Oh, so the end goal for losing weight isn’t health or self-love or happiness, it’s to find a partner? Right? That makes no sense, and yet it was said to me all-too-frequently in high school and college. When I got engaged I thought that would die down, but it only transformed into a comment about how I will look on my wedding day. I’ll let you all in on a secret: I look great in my wedding dress and actually have to have it taken in a bit. Probably a little more since I’ve lost that weight since I last tried it on.
“She has broad shoulders like a linebacker.” (age 10?)
I never wanted to make myself appear smaller than when I heard that descriptor used on me. I used to hate how broad my shoulders are because it meant that I could (at the time) never pull off dainty, feminine clothing. Nowadays, I wear whatever I want and don’t really care as much about how my shoulders look. The only exception being when I’m trying on some sort of fast fashion article of clothing. They always run small.
“You don’t want to build more muscle in your calves; they’re already big enough.” (whenever I have expressed a desire to take exercise seriously)
Whenever I would go to the gym, which would be a big feat in and of itself because of my weird relationship with my body, gyms and losing weight, I always had someone - usually a person who wanted me to lose weight to begin with - telling me not to develop too much muscle in certain areas. It’s almost as if I can’t win. Listen, either you want me to lose weight (which may result in the development of muscle as the fat gets burned) or you don’t want me to lose weight. Also please stop telling me to lose weight. I’m working on it, okay?
There are probably more comments and interactions but these are the ones that have stuck out the most. I may have forgiven the people who have said them, but I don’t really see myself forgetting their words any time soon. I have spent years internalizing these comments and experiences, that I cannot and will not just flip a switch and pretend they were never said.
Rather than use these comments and situations as weapons against myself, as I have done for so long, I am going to try to undo the negative thinking.
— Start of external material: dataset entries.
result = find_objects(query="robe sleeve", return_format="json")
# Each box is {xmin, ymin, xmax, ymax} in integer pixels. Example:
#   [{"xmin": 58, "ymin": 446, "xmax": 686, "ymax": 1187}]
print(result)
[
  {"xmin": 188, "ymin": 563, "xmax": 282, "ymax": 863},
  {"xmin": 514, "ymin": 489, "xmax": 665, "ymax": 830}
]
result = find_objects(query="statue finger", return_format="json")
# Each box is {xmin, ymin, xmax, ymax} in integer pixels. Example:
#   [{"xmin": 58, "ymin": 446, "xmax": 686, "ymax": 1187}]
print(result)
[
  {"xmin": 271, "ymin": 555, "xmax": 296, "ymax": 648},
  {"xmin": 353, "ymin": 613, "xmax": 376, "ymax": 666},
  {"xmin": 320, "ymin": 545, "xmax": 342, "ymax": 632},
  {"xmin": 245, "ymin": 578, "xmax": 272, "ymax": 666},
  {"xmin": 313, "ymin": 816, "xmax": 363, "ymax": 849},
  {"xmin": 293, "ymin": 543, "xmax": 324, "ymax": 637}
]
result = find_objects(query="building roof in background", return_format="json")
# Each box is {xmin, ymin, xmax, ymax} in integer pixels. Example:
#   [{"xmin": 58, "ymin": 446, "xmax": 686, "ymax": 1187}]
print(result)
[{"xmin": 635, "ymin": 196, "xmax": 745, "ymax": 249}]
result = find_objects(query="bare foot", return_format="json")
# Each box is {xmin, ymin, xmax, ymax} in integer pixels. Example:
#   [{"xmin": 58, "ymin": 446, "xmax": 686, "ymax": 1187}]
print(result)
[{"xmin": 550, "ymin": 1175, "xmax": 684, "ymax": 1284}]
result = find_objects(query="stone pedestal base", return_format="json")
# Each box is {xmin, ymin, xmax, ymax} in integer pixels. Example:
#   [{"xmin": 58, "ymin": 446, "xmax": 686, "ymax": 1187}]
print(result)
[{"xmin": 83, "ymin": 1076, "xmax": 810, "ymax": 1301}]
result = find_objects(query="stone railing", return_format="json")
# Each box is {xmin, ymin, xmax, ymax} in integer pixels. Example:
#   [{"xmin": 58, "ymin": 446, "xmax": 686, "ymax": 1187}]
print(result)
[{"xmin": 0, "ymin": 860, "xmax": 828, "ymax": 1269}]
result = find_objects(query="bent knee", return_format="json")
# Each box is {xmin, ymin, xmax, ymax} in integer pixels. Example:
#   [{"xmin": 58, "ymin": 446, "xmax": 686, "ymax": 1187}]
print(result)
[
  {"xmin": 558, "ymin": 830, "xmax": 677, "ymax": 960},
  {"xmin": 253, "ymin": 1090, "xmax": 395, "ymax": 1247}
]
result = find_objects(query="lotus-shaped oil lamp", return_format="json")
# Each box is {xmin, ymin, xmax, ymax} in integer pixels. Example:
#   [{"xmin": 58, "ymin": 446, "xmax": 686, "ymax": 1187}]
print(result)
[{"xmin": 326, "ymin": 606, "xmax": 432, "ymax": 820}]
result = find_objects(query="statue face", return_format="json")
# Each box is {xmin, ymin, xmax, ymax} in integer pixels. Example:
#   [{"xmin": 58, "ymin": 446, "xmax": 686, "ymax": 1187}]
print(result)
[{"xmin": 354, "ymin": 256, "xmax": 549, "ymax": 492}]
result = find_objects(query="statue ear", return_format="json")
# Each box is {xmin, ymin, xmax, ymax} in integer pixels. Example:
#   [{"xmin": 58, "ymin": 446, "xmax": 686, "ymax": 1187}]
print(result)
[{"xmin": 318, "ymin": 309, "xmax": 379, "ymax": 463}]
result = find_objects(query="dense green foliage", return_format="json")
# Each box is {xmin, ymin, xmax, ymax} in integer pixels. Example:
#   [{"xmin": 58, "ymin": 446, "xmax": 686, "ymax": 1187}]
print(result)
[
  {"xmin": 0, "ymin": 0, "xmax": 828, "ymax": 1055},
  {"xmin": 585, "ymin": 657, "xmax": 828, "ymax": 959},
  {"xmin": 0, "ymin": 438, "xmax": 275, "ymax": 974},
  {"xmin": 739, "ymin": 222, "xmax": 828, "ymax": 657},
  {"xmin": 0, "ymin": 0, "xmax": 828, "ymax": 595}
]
One way I am going to do that is through daily positive affirmations. I am going to make the habit of building myself up, rather than tearing myself down. Words matter. What we tell ourselves matters. I don’t like negative comments about my appearance (regardless of intention) said by other people, so why should I let myself get away with saying these things about myself? It’s imperative to hold ourselves to the same standards that we hold others. I recently told a friend who was struggling with self-love, “you wouldn’t like it if people say those things about you, so why would you say those things about yourself?” It’s a tough pill to swallow, but thankfully I have a tall glass of water.
I can learn to love myself no matter how I look, and it doesn’t matter if I’m thin or fat. What’s important is that I feel - at the very least - okay with myself. Sometimes, some days, I can get there. I am going to strive for more days like that. Are you with me or against me?